# Tyre Pressures



## aguilas389 (May 18, 2008)

:roll: 
Everywhere I look, there are different tyre pressures given for the same question.
17" wheels with Camping Tyres on a 2006 Fiat Alco chassis 3500kgs B544 fully laden (slightly over if I'm honest) what pressures do other users run with?
Marion & Michael


----------



## peribro (Sep 6, 2009)

It's not a straightforward answer as much depends upon type of tyres, axle loads and indeed number of axles. There are many posts on MHF about it.
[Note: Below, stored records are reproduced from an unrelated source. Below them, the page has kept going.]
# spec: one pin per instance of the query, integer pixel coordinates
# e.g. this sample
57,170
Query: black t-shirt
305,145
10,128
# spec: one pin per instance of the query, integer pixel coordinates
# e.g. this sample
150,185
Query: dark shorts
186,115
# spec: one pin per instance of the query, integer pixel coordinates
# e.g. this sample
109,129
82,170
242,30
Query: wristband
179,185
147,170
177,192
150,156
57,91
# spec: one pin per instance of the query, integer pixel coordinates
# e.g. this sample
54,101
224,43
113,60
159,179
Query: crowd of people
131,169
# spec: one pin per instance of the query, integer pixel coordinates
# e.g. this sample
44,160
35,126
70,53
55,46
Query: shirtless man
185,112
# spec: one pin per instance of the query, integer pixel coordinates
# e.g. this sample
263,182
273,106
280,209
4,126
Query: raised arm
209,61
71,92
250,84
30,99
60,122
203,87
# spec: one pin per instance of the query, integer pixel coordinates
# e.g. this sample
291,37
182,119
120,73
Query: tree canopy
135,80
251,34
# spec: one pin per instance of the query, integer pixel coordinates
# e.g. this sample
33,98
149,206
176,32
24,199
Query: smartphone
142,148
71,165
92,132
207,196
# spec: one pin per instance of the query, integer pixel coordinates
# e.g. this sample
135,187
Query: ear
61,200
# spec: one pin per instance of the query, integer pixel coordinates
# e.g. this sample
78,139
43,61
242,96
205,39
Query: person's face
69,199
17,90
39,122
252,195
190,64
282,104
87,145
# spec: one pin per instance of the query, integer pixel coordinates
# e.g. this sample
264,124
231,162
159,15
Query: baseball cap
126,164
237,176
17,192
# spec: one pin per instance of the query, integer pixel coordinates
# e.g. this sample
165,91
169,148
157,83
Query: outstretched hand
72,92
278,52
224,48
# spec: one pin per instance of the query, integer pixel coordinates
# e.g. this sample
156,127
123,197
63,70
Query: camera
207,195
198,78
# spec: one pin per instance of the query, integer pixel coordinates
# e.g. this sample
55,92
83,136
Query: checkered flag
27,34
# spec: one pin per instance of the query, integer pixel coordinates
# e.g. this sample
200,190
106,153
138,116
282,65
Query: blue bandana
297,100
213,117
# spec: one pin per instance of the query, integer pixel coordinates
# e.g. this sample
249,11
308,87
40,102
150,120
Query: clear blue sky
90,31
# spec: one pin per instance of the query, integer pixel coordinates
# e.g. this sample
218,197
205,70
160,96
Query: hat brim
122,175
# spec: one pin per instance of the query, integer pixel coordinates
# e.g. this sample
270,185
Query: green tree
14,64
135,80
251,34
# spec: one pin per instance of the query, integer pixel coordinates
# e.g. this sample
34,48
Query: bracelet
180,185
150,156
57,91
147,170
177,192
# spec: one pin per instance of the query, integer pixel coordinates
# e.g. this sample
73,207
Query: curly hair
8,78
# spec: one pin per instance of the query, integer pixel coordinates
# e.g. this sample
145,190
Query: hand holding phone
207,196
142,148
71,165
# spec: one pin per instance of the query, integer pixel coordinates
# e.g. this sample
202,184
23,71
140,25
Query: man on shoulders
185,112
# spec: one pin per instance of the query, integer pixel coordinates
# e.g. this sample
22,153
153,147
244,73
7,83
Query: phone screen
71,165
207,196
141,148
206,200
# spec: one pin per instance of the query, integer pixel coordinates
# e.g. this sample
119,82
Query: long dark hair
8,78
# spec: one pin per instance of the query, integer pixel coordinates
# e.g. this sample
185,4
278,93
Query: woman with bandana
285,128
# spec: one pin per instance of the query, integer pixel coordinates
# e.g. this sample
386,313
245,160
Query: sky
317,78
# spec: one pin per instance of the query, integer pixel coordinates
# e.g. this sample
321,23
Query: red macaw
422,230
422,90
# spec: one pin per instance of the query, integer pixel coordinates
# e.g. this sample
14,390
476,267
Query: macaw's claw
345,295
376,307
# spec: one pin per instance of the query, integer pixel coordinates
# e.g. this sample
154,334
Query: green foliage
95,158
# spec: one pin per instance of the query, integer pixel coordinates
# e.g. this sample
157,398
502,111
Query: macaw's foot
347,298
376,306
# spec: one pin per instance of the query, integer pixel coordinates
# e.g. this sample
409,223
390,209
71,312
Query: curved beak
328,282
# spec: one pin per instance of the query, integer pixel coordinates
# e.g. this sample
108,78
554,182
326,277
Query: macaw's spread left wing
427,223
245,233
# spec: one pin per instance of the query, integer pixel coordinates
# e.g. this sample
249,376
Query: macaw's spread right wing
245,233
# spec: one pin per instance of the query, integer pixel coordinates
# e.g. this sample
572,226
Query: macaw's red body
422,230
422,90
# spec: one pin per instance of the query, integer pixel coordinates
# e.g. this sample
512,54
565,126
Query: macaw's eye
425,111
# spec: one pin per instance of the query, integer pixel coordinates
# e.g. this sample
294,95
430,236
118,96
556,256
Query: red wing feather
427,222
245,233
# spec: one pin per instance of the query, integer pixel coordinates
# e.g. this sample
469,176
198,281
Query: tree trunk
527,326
The attached chart may be of interest to you.


----------



## some-where-in-oxford (Apr 18, 2006)

*Tyre pressures*

Mine are Continental Vanco Camper 225/75 R16 CP

I emailed the tire manufacturer with axle weights.

[email protected]

Front 1720 Kilo
Back 1840 Kilo

They emailed back with the following.

The pressures you require are as follows:

Front: 3 bar - 44psi
Rear: 3.25 bar - 47psi

How about emailing your tyre manufacturer?


----------



## grizzlyj (Oct 14, 2008)

The correct answer to your post is zero. 

"slightly over"? 

So you want the correct pressure, but then are happy to overload them? And your chassis? But still take your family(?) in the vehicle you've just made potentially dangerous? Endangering other road users? 
Publicly posting you're doing that, and that by using that vehicle knowingly overloaded you won't have a leg to stand on if an insurance claim was necessary by you or anyone else.

Many people may do it but there is no excuse.


----------



## MHv2 (Jun 27, 2006)

The handbook for my Hymer single axle B634 fitted with Michelin 215/75R16 Camping tyres states 75psi / 5.2bar (all round) when cold. I made several enquiries and this seems to be about right.


----------



## MHv2 (Jun 27, 2006)

The handbook for my Hymer single axle B634 fitted with Michelin 215/75R16 Camping tyres states 75psi / 5.2bar (all round) when cold. I made several enquiries and this seems to be about right.


----------



## aguilas389 (May 18, 2008)

*tyre pressures*

*FAO GRIZZLYJ*

If I had wanted sarcasm I would have asked for it. The chassis is 3980 downrated on paper to 3500 so for your pipe, there is no "danger" in the equation!
This site is for helpful assistance not barbed comments.

Thanks to all others for the answers.


----------



## bikemad99 (Aug 17, 2006)

grizzlyj said:


> The correct answer to your post is zero.
> 
> "slightly over"?
> 
> ...


If you cannot say anything helpful, keep quiet. The world is sick of you" Elf & safety" freaks.


----------



## some-where-in-oxford (Apr 18, 2006)

One thing not mentioned, is that the tire pressures given by the tire manufacturers, are often lower than the handbook suggests.

You will get a better ride at a lower pressure, so best advice is always to get the axle weights and ask the tyre manufacturer.


----------



## blondy (Aug 23, 2007)

Hi Aguilas, Grizzly is not far out, it one has an accident, injuring some one, who pays for damages if one is over wieght.
Its quite clear the insurance wont pay up as the vehicle is illegal on the road. Its the drivers responsability to keep it legal.
O/K if one is very rich.


----------